Aussie dollar, Australian dollar swaps to rise in wake of GST announcement

Aussie dollars to the dollar and Australian dollar-denominated swaps could rise further this week as the Government’s GST announcement has triggered a surge in foreign exchange market activity.

Australian dollar-based options, such as the Aussie 100, Aussie 20 and Australian 10, could rise this week by 1.5 per cent or more in response to the Government imposing GST on imports of some goods, according to the Australian Commodities Futures Trading Commission (CFTC).

The CFTC said the spike in foreign currency options would likely be driven by an increase in the price of the Australian dollar.

“Aussie dollars have been gaining momentum in the past week due to the GST announcement, but this may be partly due to increased demand in emerging markets such as China,” CFTC spokeswoman Lisa Kelly said.

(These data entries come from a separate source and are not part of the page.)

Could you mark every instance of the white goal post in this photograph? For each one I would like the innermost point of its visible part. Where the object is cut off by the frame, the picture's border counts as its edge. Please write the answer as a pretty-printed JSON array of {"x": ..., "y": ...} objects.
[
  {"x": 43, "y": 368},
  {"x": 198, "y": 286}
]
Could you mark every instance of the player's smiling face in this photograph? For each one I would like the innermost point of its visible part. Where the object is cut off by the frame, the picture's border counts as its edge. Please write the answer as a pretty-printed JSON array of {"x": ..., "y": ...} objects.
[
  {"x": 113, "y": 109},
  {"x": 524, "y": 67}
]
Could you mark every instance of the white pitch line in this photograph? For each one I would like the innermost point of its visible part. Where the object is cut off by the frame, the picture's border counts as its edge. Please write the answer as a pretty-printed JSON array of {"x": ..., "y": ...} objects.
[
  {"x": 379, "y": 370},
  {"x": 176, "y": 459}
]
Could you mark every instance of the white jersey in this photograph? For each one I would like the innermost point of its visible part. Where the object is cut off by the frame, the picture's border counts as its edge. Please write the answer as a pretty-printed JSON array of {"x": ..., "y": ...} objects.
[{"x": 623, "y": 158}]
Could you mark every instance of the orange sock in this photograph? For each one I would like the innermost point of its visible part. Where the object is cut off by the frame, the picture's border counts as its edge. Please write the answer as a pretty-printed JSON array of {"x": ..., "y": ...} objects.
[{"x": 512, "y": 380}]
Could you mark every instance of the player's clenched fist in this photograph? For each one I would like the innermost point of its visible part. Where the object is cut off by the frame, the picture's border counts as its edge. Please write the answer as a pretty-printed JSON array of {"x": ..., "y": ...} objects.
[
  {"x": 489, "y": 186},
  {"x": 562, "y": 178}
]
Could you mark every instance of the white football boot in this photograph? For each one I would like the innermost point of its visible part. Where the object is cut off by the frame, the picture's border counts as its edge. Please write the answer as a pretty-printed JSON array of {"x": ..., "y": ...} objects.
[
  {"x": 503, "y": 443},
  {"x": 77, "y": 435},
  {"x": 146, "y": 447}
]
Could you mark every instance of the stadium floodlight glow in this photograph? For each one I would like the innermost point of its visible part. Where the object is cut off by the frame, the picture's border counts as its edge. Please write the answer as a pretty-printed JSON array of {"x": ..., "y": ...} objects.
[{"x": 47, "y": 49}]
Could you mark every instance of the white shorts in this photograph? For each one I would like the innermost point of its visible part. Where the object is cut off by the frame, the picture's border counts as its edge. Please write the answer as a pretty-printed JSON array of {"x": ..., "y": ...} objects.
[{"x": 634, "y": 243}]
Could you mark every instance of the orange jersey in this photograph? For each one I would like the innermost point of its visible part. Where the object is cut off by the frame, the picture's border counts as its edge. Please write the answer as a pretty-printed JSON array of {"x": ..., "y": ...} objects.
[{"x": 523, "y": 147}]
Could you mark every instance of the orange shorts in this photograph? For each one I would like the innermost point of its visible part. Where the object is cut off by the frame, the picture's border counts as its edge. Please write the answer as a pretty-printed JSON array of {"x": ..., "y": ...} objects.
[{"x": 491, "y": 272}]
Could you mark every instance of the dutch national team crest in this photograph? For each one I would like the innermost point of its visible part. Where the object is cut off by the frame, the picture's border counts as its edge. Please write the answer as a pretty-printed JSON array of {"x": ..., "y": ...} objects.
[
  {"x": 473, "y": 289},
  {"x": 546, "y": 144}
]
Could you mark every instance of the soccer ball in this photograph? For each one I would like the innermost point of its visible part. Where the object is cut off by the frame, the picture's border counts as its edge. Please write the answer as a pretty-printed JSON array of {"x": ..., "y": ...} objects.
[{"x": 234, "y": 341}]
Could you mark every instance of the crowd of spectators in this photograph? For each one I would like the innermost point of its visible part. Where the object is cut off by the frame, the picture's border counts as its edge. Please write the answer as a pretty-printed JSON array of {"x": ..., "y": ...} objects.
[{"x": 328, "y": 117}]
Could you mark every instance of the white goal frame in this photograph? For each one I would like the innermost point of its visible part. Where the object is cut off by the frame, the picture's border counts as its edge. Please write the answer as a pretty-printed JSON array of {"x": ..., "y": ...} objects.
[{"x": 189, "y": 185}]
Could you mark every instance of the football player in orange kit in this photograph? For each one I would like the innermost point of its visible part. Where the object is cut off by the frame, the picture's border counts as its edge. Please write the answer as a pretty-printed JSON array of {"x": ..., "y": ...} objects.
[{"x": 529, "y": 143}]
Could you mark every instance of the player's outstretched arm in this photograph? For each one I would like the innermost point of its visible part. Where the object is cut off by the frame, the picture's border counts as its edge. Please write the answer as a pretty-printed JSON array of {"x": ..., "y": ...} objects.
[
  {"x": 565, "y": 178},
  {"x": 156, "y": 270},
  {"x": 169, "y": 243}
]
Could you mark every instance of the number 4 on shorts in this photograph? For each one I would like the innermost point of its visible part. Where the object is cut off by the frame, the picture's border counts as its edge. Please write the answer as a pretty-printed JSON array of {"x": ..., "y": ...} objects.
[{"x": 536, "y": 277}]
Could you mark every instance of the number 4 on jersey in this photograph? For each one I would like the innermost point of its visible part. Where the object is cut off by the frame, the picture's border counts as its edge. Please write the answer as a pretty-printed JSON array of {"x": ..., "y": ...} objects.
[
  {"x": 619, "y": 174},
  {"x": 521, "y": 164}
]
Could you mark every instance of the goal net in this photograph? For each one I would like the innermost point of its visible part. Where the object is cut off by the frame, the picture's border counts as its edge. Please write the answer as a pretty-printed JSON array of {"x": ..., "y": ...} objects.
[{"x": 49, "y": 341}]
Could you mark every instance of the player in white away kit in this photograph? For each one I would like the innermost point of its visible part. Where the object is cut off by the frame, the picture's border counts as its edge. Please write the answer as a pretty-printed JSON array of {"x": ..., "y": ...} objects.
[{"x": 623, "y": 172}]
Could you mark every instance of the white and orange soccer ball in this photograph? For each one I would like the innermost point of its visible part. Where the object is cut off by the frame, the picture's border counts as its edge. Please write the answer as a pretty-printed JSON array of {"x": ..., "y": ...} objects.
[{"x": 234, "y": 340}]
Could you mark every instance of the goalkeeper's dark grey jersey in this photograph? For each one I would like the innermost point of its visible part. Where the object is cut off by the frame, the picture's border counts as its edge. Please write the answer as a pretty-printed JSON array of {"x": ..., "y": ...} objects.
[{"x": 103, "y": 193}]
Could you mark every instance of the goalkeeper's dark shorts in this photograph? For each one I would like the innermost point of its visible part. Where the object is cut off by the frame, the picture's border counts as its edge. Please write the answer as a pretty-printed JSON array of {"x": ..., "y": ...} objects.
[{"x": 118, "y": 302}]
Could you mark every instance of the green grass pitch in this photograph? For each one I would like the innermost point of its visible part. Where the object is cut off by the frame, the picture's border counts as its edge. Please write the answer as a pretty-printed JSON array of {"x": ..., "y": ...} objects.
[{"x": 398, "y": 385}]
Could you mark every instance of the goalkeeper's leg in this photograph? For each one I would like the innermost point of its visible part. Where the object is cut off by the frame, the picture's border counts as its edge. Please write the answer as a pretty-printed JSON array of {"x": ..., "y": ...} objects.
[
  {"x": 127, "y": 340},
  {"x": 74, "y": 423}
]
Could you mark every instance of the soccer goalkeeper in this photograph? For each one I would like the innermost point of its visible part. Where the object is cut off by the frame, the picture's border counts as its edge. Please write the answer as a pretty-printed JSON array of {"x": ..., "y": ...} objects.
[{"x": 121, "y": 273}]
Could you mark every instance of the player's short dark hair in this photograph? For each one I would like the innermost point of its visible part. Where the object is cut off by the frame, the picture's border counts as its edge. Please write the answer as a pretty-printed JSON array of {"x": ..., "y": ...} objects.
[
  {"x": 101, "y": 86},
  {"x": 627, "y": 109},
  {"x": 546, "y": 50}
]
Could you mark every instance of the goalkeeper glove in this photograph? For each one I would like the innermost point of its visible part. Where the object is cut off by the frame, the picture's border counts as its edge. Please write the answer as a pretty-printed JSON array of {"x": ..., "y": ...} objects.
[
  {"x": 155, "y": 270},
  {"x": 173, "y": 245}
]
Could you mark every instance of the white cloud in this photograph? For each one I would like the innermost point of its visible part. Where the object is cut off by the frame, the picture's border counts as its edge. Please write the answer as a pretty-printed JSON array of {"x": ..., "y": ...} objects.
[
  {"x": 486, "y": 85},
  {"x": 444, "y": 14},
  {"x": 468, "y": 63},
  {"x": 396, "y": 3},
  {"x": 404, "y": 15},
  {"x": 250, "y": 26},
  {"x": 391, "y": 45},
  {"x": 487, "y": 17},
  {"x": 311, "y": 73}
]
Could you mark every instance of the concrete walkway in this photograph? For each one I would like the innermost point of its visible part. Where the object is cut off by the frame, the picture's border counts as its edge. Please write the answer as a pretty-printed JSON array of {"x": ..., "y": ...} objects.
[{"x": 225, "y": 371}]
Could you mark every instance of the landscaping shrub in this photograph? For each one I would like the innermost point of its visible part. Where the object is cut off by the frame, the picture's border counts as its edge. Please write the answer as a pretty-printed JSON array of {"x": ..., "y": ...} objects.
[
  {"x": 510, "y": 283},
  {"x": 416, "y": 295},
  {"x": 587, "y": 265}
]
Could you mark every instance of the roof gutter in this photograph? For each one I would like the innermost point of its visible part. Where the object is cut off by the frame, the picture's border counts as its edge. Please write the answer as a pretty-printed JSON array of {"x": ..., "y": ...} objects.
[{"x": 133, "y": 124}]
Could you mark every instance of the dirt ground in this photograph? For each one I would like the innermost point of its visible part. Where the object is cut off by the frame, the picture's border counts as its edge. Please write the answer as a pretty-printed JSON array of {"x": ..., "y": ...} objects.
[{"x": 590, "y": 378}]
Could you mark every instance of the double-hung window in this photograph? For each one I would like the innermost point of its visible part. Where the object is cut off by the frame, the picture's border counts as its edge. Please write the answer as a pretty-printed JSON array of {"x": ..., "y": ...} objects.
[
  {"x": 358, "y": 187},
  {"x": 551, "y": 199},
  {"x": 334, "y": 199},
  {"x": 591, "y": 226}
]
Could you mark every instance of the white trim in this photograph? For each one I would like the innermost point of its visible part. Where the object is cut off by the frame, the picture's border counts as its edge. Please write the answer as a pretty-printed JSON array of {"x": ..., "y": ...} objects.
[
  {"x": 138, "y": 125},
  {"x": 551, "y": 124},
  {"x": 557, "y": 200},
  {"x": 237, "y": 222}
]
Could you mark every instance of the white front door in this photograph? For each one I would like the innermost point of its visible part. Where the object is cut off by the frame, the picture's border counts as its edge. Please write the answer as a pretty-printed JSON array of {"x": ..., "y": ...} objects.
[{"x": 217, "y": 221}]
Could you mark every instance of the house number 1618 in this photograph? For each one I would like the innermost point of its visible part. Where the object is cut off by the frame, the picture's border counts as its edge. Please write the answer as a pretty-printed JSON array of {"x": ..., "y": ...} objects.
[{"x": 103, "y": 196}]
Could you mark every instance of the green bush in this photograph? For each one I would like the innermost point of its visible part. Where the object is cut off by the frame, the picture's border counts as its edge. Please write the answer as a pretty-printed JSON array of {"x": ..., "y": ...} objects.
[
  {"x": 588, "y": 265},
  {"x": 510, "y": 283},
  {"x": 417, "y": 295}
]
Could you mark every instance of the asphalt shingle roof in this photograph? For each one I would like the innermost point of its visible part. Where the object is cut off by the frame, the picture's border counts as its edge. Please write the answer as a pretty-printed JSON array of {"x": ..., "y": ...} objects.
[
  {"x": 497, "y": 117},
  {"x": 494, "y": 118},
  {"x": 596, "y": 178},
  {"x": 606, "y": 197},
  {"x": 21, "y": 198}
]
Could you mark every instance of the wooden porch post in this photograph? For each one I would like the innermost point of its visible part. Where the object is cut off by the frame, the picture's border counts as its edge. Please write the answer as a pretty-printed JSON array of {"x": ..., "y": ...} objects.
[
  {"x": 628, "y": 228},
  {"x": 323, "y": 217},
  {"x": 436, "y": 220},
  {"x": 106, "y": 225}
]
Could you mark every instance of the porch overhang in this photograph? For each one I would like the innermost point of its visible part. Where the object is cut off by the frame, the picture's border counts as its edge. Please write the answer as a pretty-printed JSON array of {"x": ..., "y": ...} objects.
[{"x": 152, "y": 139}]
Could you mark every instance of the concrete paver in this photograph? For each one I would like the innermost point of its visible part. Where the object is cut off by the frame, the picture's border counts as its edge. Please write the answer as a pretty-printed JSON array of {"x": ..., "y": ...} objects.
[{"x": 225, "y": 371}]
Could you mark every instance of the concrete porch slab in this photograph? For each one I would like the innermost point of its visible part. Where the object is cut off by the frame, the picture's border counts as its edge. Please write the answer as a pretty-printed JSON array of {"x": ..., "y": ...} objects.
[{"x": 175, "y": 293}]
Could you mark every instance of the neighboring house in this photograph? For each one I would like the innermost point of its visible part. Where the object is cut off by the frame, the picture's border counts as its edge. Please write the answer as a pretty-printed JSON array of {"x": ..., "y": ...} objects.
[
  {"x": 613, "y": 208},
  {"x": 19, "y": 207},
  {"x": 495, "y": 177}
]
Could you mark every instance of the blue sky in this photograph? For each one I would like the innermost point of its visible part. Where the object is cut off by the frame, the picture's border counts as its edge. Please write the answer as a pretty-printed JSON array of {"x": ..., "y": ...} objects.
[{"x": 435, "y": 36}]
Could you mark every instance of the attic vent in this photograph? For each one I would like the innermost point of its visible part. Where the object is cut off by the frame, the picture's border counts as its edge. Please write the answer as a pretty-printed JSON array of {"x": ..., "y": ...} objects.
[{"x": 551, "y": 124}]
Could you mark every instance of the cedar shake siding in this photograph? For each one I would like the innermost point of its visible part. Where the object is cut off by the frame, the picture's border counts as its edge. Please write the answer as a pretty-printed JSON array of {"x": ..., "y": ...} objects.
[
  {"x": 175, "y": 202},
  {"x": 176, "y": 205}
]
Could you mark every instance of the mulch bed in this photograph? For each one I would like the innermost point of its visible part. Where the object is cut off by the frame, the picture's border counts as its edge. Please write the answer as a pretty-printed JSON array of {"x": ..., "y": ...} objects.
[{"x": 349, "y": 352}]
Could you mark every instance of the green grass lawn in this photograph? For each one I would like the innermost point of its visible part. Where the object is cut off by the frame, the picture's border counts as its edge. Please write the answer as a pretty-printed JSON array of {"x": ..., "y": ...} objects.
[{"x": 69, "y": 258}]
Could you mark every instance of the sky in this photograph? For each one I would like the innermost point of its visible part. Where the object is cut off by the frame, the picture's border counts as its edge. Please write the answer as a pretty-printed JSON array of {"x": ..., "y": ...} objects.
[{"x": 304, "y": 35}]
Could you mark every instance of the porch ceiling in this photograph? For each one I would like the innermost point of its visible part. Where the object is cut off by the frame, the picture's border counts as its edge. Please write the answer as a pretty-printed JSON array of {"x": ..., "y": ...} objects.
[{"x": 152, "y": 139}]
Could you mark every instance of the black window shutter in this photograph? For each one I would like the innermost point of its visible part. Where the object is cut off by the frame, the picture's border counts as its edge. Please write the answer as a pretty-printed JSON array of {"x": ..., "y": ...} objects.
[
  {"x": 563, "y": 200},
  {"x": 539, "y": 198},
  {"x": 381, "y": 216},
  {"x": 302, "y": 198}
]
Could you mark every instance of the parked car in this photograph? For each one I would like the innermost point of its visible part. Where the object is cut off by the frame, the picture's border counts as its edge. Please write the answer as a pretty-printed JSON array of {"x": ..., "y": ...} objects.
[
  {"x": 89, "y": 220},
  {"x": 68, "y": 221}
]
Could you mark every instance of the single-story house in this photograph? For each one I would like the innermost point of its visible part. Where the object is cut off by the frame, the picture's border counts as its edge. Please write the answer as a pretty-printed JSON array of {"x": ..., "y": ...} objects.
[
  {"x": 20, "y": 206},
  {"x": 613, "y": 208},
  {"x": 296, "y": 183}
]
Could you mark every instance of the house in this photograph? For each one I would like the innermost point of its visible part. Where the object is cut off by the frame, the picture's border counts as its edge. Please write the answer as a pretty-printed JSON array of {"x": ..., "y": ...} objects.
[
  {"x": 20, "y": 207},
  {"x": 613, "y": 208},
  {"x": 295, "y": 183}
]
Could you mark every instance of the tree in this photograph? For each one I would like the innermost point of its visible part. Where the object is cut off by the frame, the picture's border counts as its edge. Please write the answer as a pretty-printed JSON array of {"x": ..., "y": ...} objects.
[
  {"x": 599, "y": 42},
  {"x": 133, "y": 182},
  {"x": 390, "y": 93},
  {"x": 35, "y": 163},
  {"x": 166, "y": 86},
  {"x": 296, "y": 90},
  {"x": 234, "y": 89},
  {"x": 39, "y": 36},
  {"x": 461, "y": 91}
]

She said options in Australian dollars were traded on the futures market and could fluctuate over time as a result of the GST.

The spike in options is part of the global movement of foreign currency into the Australian Dollar market following the Australian Government’s announcement of the first tax on foreign direct investment in a national economy.

Foreign direct investment is a measure of capital that has come into a country through foreign direct purchasing and foreign direct lending.

It’s a form of capital flowing from other countries into Australia’s economy.

Foreign direct investment, which has grown in recent years to around $500 billion, is currently capped at $15 billion.

Under the GST, Australia will levy a 10 per cent tax on all imports and exports of goods and services from countries such as Japan, Vietnam, Malaysia and South Korea.

On Thursday, the Government announced that the GST would not apply to foreign direct investments from those countries.

There is currently a limit on foreign investment into Australian companies and the Government has previously said it would not impose any new taxes on foreign capital.

But the GST will now apply to imports of goods from those three countries.

The CFCT warned that the increase in foreign options would be an opportunity for the market to see the effect of the Government and the announcement of GST.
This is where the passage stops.